All persons are granted certain rights by the constitution and by other statues. For example, constitutions of most countries provide the public the right to be free from unreasonable search and seizures. This right is based on the principle that everyone is entitled to a reasonable right to privacy. This page deals with the constitutional rights available in a search and seizure as well as the statutory rights available during an administrative agency investigation.
The Fourth Amendment to the U.S. Constitution guards against unlawful searches and seizures. The amendment specifies that searches and arrest warrants must be judicially sanctioned. The general constitutional rule is that there should be valid warrant for a valid search. However the right can be affected for various reasons like:
- emergencies,
- pervasively regulated activities,
- consent searches,
- searches of areas in open fields,
- searches accompanying administrative investigations, and
- searches of office of government employees.
Certain tests like urine and blood tests, and breathalyzer tests are also presumed to fall within the meaning of “search” by various judicial pronouncements. However, privacy of the person is to be maintained in such searches also.

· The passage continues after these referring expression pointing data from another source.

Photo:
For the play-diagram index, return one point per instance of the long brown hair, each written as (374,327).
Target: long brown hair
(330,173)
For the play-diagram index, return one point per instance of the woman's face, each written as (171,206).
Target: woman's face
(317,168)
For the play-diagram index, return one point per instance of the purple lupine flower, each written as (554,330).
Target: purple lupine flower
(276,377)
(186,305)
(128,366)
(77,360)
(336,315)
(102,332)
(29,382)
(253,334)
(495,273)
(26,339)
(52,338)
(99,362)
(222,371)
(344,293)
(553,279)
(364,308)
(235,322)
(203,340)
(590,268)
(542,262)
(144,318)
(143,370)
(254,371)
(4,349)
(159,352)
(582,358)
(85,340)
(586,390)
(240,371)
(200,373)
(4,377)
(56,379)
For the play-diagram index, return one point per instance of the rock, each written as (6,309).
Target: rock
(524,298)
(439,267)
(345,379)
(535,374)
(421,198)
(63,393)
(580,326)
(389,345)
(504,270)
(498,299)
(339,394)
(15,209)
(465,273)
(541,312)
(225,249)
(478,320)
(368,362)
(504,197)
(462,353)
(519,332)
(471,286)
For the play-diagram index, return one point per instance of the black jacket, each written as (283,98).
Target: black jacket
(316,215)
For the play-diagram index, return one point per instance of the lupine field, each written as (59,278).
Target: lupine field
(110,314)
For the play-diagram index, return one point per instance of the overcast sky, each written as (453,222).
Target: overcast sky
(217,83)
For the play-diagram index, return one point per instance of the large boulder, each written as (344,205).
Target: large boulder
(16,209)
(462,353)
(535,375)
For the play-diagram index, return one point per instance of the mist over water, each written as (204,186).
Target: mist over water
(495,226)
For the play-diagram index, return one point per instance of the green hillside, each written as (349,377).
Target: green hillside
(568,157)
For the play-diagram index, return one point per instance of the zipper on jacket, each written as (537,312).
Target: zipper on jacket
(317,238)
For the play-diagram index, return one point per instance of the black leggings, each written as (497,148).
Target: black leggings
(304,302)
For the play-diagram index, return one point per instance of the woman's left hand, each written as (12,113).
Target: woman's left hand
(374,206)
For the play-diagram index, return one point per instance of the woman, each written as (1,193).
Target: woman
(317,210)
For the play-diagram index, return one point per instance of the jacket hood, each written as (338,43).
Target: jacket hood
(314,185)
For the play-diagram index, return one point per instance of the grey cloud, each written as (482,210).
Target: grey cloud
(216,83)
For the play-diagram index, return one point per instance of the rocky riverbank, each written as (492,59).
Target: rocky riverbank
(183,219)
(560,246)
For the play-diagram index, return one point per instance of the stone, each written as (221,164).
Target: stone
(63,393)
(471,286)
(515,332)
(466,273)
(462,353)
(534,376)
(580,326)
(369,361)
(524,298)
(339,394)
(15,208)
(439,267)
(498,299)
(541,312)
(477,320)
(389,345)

Searches and arrest warrants must be limited to the specific information supplied by a person. Further searches and arrest warrants must be supported by probable cause. Probable cause in administrative searches refers to reasonable cause to search a person.
The amendment prohibits unreasonable seizure of any person, his/her home or personal property without a warrant. If the government questions a person in a public place, it will not amount to seizure. Also if a person’s freedom of movement is not restricted, then the person cannot be considered to be seized.
The government cannot detain a person even for a moment without reasonable, objective grounds.
The fourth amendment to the constitution protects a person not only from unlawful searches and seizures, but also from having to disclose documents and other information. In the course of investigation, subpoenas are issued demanding production of documents. The main requirement of administrative subpoenas is that they must be limited in scope, relevant, and specific in order. This is to avoid unreasonable burden upon the persons to whom the subpoena is issued. The Fifth Amendment protection of self-incrimination is also available for a person against whom subpoena is issued. However, a witness cannot refuse to comply with the administrative agency’s order on the basis of the privilege of self-incrimination. However, the testimony or information so obtained cannot be used against the witness in any criminal cases.
The Fifth Amendment to the Constitution provides that no person should be deprived of life, liberty or property without due process of law. Generally, in investigations conducted by administrative agencies, due process rights are not considered since administrative agencies do not adjudicate legal rights. However, if an investigation directly affects or adjudicates the rights of a person, then due process rights should also be considered.
Though the U.S. Constitution does not confer right to counsel during administrative proceedings, the right to counsel is a statutory right according to the Federal Administrative Procedures Act.
Witnesses also enjoy certain privileges in an administrative investigation. One such privilege is the attorney-client privilege. Accordingly, confidential disclosures by a client to his attorney made to obtain legal opinion are privileged.
The constitutional rights of a person during an administrative investigation depend on:
- whether the person invoking its protection by his conduct “has ‘exhibited an actual (subjective) expectation of privacy, and
- whether the person’s expectation, viewed objectively, is “reasonable” or “justifiable.